Eyal Sivan : Vous posiez tout à l’heure une question intéressante, celle de la censure, puisque le film ne passe que dans une salle. Il est sorti sur deux salles, au lieu de quatre initialement prévues à Paris. 20 copies circulent en France, ce qui est déjà une grande sortie. Je ne crois donc pas qu’il s’agisse d’une censure à proprement parler. J’ai envie de vous suivre sur un élément : on pourrait dire d’une façon schématique que la réflexion politique avec un sujet comme le nôtre est mal vue. Ou, plus exactement, ce qui est bien vu, c’est la vision victimaire, misérabiliste et larmoyante. Un film de larmes, un film d’émotions. Un film centré sur la victime sera nécessairement mieux vu et aurait été aidé du point de vue de la production en amont. Peut-être aurait-il plus clairement présent sur les écrans et mieux soutenu. Nous sommes là dans le rapport général à la politique. Un événement politique a été érigé en événement sacré. C’est ce que nous essayons d’exposer dans notre livre "EIoge de la désobéissance". On a coupé cet évènement de l’Histoire, de la réflexion politique et de ses attaches dans le réel ; à partir de quoi on applique une grille de lecture, une vision, un mode de représentation qui seront hors monde. Qu’entend-on souvent ? Quand on parle de génocide des Juifs, ou on parle d’Israël, parce que la question se pose toujours, comme celle du sionisme... On nous dit souvent ce n’est pas la même chose. C’est-à-dire qu’on peut parler de façon décontractée de l’Afrique du Sud ou même de la Yougoslavie ; du génocide des Tutsis au Rwanda ou d’Arméniens, mais, s’agissant des Juifs, on va vous dire, ce n’est pas la même chose. Ce "n’est pas la même chose" est à combattre. C’est en effet exactement la même vision que celle des nazis. Les bourreaux voulaient montrer que les Juifs ne sont pas la même chose. Nous sommes donc entrés dans un monde du sacré avec des mots du sacré, comme "Shoah" "Holocauste", qui nous renvoient à l’indicible, l’impensable et ce genre de clichés.

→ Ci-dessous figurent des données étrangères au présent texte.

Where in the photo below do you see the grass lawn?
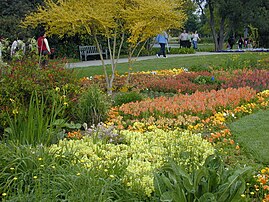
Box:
[72,52,269,77]
[230,110,269,165]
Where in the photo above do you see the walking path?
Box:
[66,52,237,68]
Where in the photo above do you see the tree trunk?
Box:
[208,1,226,51]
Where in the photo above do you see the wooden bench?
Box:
[79,46,108,61]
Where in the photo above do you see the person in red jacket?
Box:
[37,32,51,67]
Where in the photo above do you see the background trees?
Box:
[24,0,186,93]
[194,0,269,50]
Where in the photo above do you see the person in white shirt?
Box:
[192,31,200,49]
[37,32,51,67]
[10,39,25,57]
[179,30,189,48]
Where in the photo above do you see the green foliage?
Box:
[0,143,138,202]
[0,58,80,131]
[49,129,213,196]
[73,85,111,125]
[4,92,71,145]
[114,91,144,106]
[230,110,269,165]
[154,155,250,202]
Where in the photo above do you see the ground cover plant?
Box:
[0,52,269,201]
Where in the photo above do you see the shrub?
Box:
[73,85,111,125]
[4,92,75,146]
[114,91,143,106]
[154,156,250,202]
[0,143,135,201]
[0,60,80,132]
[52,129,214,196]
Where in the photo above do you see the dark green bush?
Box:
[114,91,144,106]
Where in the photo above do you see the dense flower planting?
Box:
[51,129,214,196]
[86,68,269,93]
[0,57,269,201]
[105,87,256,127]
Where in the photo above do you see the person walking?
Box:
[237,36,244,49]
[192,31,200,49]
[178,30,190,48]
[37,32,51,67]
[156,31,168,58]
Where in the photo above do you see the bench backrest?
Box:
[79,46,98,53]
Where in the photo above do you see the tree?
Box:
[23,0,186,94]
[194,0,269,50]
[0,0,42,41]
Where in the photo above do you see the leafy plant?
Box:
[114,91,143,106]
[4,92,66,145]
[154,155,250,202]
[74,85,111,125]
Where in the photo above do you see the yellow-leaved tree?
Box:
[23,0,186,94]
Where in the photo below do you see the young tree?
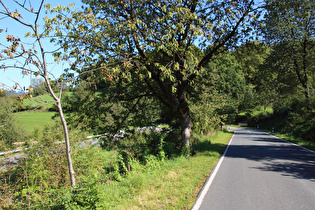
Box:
[0,0,75,186]
[54,0,258,147]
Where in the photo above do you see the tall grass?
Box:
[16,111,56,133]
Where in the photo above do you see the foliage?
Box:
[0,127,231,209]
[46,0,260,146]
[0,96,26,151]
[263,0,315,100]
[0,0,75,186]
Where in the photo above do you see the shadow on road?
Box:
[226,131,315,182]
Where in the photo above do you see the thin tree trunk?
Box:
[57,102,75,187]
[177,87,192,148]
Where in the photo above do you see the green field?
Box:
[24,94,55,109]
[16,111,56,132]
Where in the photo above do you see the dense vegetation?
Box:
[0,0,315,209]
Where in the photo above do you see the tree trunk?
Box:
[180,111,192,148]
[57,101,75,187]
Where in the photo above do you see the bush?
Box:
[0,97,26,151]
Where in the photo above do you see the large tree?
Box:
[52,0,259,147]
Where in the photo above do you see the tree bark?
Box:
[180,112,192,148]
[57,101,75,187]
[177,86,192,148]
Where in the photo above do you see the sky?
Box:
[0,0,82,89]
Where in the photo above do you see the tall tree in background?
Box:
[0,0,75,186]
[52,0,258,147]
[264,0,315,101]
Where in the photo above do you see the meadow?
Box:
[16,111,57,133]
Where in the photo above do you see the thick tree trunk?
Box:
[177,87,192,148]
[57,102,75,187]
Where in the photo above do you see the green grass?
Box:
[23,92,72,110]
[266,131,315,151]
[24,94,55,109]
[16,111,56,133]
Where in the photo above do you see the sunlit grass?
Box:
[98,132,232,209]
[16,111,56,132]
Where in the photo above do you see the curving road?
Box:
[192,128,315,210]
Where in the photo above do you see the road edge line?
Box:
[272,132,315,153]
[191,131,236,210]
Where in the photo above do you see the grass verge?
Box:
[266,131,315,151]
[97,132,232,209]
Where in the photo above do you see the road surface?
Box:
[192,128,315,210]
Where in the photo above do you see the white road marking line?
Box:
[191,131,236,210]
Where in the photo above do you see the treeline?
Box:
[0,0,315,209]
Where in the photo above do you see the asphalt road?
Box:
[192,129,315,210]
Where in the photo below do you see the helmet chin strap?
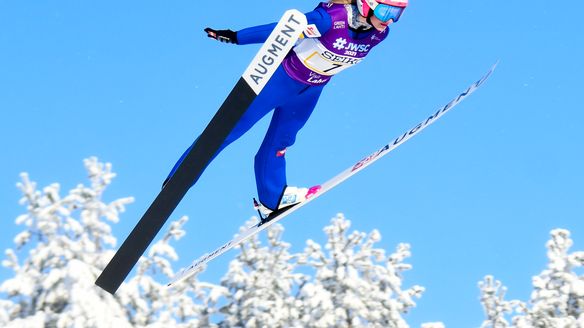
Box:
[345,5,373,31]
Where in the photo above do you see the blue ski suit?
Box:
[169,3,385,210]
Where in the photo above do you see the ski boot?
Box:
[253,185,321,224]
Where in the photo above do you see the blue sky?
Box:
[0,0,584,327]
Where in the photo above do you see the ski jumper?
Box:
[170,2,389,210]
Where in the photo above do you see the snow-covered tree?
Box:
[479,229,584,328]
[0,158,443,328]
[0,158,222,327]
[299,214,424,327]
[0,158,132,327]
[221,219,308,327]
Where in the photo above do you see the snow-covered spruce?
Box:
[0,158,444,328]
[479,229,584,328]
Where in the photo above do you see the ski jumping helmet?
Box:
[357,0,408,23]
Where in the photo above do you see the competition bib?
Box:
[294,38,363,76]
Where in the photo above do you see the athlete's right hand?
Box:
[205,27,237,44]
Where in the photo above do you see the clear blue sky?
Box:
[0,0,584,327]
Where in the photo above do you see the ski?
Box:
[167,64,497,287]
[95,10,307,294]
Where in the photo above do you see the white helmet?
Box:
[357,0,408,23]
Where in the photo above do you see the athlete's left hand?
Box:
[205,27,237,44]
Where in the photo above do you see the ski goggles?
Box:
[373,3,406,23]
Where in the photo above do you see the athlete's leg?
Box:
[163,67,302,185]
[255,86,323,210]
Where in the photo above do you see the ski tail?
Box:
[95,10,306,294]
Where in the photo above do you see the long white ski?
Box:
[168,64,497,287]
[95,10,306,294]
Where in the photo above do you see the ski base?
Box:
[168,64,497,287]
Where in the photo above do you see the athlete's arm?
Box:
[205,7,332,44]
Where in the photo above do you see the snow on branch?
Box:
[479,229,584,328]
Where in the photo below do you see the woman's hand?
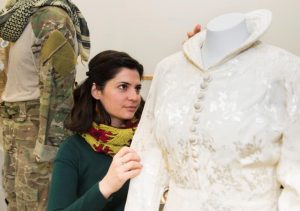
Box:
[99,147,142,198]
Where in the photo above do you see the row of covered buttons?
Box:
[189,73,212,162]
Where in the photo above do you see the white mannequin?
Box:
[201,13,249,68]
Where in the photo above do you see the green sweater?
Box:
[47,135,128,211]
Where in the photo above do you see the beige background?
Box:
[69,0,300,96]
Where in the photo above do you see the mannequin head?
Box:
[201,13,249,68]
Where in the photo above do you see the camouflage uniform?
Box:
[1,7,77,211]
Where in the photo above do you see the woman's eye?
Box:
[135,86,142,93]
[119,84,127,90]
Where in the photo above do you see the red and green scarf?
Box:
[81,122,136,156]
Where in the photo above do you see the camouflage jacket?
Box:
[0,47,7,96]
[30,7,78,161]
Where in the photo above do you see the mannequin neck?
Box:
[201,13,249,68]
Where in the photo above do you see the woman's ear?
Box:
[91,83,102,100]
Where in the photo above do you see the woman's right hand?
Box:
[99,147,142,198]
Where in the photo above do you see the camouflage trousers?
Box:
[0,101,52,211]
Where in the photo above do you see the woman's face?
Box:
[99,67,141,127]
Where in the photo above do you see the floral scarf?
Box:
[81,122,136,157]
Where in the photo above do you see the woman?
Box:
[48,51,143,211]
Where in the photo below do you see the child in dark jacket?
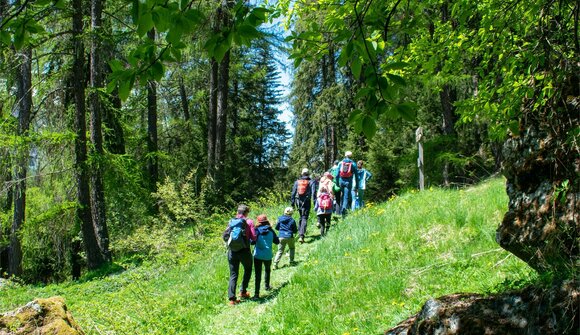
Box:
[254,214,280,299]
[274,207,298,269]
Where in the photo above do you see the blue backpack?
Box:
[227,218,248,251]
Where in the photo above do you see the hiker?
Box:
[274,207,298,269]
[338,151,358,218]
[252,214,280,299]
[223,204,256,305]
[328,161,342,215]
[352,161,373,211]
[314,186,334,236]
[316,172,335,228]
[290,168,316,243]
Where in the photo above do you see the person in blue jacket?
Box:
[252,214,280,299]
[352,161,373,211]
[338,151,359,217]
[274,207,298,269]
[290,168,316,243]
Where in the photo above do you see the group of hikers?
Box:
[223,151,372,305]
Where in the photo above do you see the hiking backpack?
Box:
[318,193,332,210]
[339,161,352,178]
[228,218,248,251]
[297,179,310,195]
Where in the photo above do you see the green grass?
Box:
[0,179,536,334]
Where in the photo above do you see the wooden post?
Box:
[415,127,425,191]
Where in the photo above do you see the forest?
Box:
[0,0,580,283]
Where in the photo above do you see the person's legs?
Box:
[240,249,253,293]
[358,189,365,208]
[264,260,272,291]
[298,203,310,242]
[254,258,263,298]
[288,237,296,264]
[340,180,352,216]
[274,238,289,267]
[228,251,240,300]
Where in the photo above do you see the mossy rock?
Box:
[0,297,84,335]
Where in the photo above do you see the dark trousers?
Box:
[340,178,352,216]
[228,248,252,300]
[334,191,342,215]
[298,199,310,237]
[254,258,272,297]
[318,213,332,236]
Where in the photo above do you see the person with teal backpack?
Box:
[252,214,280,299]
[222,204,256,305]
[338,151,359,218]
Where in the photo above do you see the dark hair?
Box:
[238,204,250,215]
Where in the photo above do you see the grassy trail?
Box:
[202,226,320,335]
[0,179,535,335]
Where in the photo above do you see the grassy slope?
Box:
[0,179,534,334]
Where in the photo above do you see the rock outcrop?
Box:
[0,297,84,335]
[496,97,580,275]
[385,281,580,335]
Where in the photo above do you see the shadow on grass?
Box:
[252,281,288,304]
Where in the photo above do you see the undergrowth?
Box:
[0,179,537,335]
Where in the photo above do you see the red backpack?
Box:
[338,161,352,178]
[318,193,332,210]
[298,179,310,195]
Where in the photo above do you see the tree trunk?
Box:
[88,0,111,269]
[179,76,191,122]
[71,0,101,278]
[147,29,159,198]
[215,51,230,185]
[8,49,32,276]
[207,57,218,179]
[439,84,457,187]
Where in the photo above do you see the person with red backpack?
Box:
[290,168,316,243]
[338,151,359,218]
[314,186,334,236]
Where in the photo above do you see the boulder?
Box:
[496,101,580,277]
[0,297,84,335]
[385,280,580,335]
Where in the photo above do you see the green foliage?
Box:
[0,179,538,334]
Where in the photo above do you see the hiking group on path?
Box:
[222,151,372,305]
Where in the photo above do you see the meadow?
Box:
[0,178,538,335]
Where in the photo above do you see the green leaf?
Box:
[387,73,407,86]
[151,62,165,81]
[383,62,409,71]
[14,26,27,50]
[109,59,124,72]
[137,13,154,37]
[165,25,183,44]
[236,24,260,40]
[350,57,362,79]
[119,80,133,101]
[131,0,141,24]
[395,102,417,121]
[508,120,520,136]
[0,30,11,45]
[213,42,230,62]
[107,79,117,94]
[362,115,377,138]
[354,87,375,100]
[348,109,363,124]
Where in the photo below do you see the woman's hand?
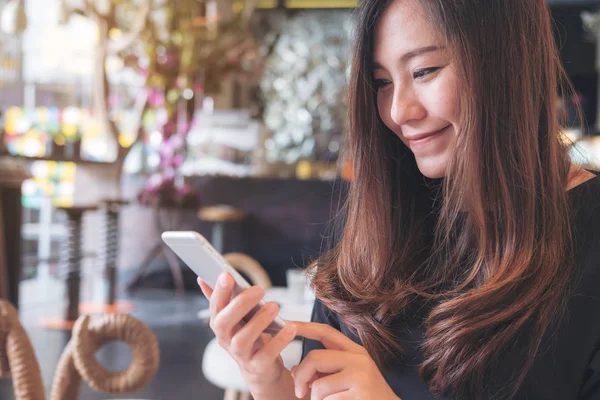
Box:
[292,322,398,400]
[198,273,296,392]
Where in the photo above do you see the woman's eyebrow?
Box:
[373,46,444,71]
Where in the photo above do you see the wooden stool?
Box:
[198,205,247,253]
[79,199,134,314]
[41,205,98,330]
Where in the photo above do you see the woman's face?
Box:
[373,0,458,178]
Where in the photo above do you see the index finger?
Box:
[294,321,364,353]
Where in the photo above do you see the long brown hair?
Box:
[309,0,573,398]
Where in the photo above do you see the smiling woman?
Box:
[302,0,600,400]
[196,0,600,400]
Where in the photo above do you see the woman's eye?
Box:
[374,79,391,90]
[413,67,440,79]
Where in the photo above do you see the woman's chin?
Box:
[417,156,448,179]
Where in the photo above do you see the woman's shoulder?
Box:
[569,175,600,292]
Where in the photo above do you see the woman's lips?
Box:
[405,125,452,149]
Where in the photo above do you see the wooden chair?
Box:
[0,300,159,400]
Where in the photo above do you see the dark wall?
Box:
[551,1,600,127]
[190,177,344,285]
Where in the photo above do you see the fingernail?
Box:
[219,274,229,287]
[283,323,296,335]
[248,286,263,298]
[265,303,277,314]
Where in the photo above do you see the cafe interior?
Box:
[0,0,600,400]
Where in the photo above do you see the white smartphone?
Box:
[161,231,285,336]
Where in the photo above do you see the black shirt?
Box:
[302,177,600,400]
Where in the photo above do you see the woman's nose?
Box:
[390,89,427,126]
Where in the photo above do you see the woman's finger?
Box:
[294,350,353,398]
[310,371,352,400]
[297,322,365,353]
[229,303,279,359]
[210,272,234,321]
[198,278,212,301]
[211,286,265,342]
[324,390,353,400]
[251,323,296,364]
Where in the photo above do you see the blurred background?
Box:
[0,0,600,400]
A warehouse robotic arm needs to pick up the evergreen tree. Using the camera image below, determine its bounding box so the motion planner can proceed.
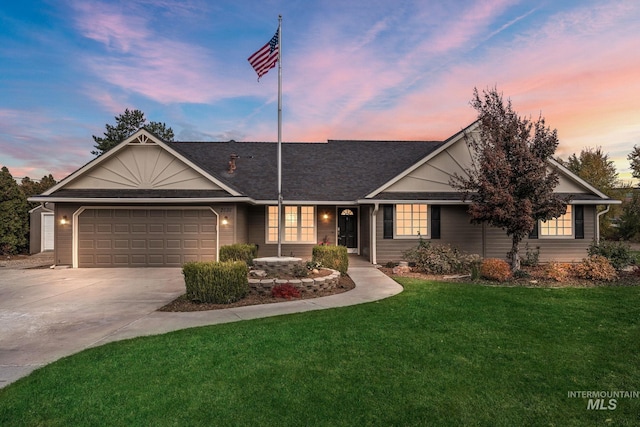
[0,166,29,255]
[452,88,566,271]
[91,108,174,156]
[20,174,56,209]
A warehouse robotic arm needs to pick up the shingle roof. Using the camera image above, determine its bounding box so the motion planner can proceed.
[169,140,443,201]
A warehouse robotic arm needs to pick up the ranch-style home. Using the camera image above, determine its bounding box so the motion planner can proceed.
[30,124,619,268]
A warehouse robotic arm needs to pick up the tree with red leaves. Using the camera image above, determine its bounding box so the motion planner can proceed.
[452,88,566,271]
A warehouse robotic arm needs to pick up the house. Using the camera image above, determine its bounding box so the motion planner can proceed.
[29,204,55,254]
[30,125,619,267]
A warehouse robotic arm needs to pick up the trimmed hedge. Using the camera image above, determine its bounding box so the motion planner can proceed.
[220,243,258,265]
[182,261,249,304]
[311,245,349,274]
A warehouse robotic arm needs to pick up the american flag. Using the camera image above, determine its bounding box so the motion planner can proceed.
[247,29,280,80]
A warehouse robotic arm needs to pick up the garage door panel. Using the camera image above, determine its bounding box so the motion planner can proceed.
[131,239,147,249]
[131,224,147,234]
[78,209,217,267]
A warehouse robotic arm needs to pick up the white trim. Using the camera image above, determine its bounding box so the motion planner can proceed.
[71,205,220,268]
[29,197,254,204]
[40,210,56,252]
[264,203,318,245]
[536,208,576,240]
[42,128,242,197]
[393,203,431,240]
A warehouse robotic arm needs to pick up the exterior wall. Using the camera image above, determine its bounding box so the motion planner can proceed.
[376,205,597,264]
[53,203,81,265]
[247,205,337,260]
[358,206,373,261]
[54,203,248,265]
[29,206,42,254]
[376,205,482,264]
[484,205,597,262]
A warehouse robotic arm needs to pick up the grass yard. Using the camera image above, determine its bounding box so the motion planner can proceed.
[0,278,640,426]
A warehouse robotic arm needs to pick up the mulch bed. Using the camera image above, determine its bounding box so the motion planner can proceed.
[380,266,640,288]
[158,274,356,312]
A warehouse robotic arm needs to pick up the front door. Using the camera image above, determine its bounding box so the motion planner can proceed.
[338,208,358,253]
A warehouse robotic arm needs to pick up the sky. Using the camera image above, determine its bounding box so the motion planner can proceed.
[0,0,640,183]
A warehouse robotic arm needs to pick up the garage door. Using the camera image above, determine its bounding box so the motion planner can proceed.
[78,209,217,267]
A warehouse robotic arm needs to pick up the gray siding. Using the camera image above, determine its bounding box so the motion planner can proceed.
[376,206,596,264]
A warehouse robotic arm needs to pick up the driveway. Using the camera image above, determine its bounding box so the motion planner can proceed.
[0,268,185,387]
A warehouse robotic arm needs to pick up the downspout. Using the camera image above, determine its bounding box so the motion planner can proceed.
[596,205,610,243]
[371,202,380,265]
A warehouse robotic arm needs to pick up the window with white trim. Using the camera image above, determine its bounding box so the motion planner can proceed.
[540,205,573,237]
[395,203,429,237]
[267,206,317,243]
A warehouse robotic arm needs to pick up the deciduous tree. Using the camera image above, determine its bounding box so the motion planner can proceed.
[452,88,566,270]
[91,108,174,156]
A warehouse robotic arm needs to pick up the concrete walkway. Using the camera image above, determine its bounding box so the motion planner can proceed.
[0,256,402,388]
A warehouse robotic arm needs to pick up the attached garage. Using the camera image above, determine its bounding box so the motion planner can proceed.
[77,207,218,267]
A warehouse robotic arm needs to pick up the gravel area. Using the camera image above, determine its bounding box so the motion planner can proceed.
[0,252,53,270]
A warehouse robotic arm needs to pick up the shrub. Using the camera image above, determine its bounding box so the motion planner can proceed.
[291,264,309,277]
[271,283,300,299]
[480,258,511,282]
[220,243,258,265]
[544,262,573,282]
[520,243,540,267]
[182,261,249,304]
[587,240,635,271]
[402,239,479,274]
[311,245,349,274]
[572,255,618,282]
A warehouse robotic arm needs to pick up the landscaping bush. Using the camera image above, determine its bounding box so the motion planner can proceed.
[220,243,258,265]
[402,239,479,274]
[480,258,511,282]
[587,240,635,271]
[271,283,300,299]
[311,245,349,274]
[520,243,540,267]
[544,262,573,282]
[572,255,618,282]
[182,261,249,304]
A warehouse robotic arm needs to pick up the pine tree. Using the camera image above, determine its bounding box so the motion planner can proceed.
[0,166,29,255]
[91,108,174,156]
[452,88,566,271]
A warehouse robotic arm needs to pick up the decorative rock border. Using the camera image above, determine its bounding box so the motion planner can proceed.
[249,270,340,295]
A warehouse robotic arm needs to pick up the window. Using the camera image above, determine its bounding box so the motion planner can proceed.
[267,206,316,243]
[540,205,573,237]
[395,203,428,237]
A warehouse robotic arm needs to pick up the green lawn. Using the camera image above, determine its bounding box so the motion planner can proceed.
[0,278,640,426]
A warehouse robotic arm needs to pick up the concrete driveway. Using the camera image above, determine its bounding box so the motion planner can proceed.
[0,268,185,387]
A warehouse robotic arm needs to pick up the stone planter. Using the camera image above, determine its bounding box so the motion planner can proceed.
[249,270,340,295]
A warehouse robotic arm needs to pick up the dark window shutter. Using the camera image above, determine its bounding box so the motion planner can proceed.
[529,221,540,239]
[382,205,393,239]
[431,206,440,239]
[573,205,584,239]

N’est-il pas grave de le définir comme impensable ? N’est-ce pas une manière de le laisser réapparaître, tôt ou tard ?

Eyal Sivan : Ce qui se pose, dans tout cela, c’est la question de la représentation. Comment peut-on représenter un évènement politique, comment réfléchir avec et à travers cet évènement qui est la destruction des Juifs d’Europe, des Tziganes, des PoIonais, des Slovaques et d’autres... Comment peut-on y penser ? A travers Ie procès Eichmann, il ne s’agît pas de remettre en question la validité du procès, juridique ou politique, mais de poser cette question : peut-on, à partir d’un événement historique, avoir une réponse tout à fait claire et sociale qui est celle de la responsabilité ? C’est cela qui nous intéresse : rompre avec le monde dichotome (sic) où d’un côté sont les victimes et de l’autre, les héros. Le monde "dichotome" est ceIui des bourreaux : il y a eux et nous. C’est avec cela que nous avons voulu rompre de sorte qu’il y a une double décision : d’un côté, nous représentons le bourreau et non pas la victime ; de l’autre, nous nous intéressons _de façon chirurgicale_ à ces mécanismes qui peuvent et qui ont permis la construction de ce service public du crime. Ce qui est étrange est que le cinéma anti-nazi, le cinéma de mémoire, celui de l’histoire, aient repris le mode de représentation des nazis aux nazis eux-mêmes, tels qu’ils voulaient le montrer, comme race "des seigneurs". Montrer Eichmann derrière sa cage de verre en train de consulter ses papiers, c’est déjà rompre avec ce mode de représentation ; c’est ramener ce personnage hors monde dans un personnage ordinaire, humain en effet et non le montrer comme une figure canonique.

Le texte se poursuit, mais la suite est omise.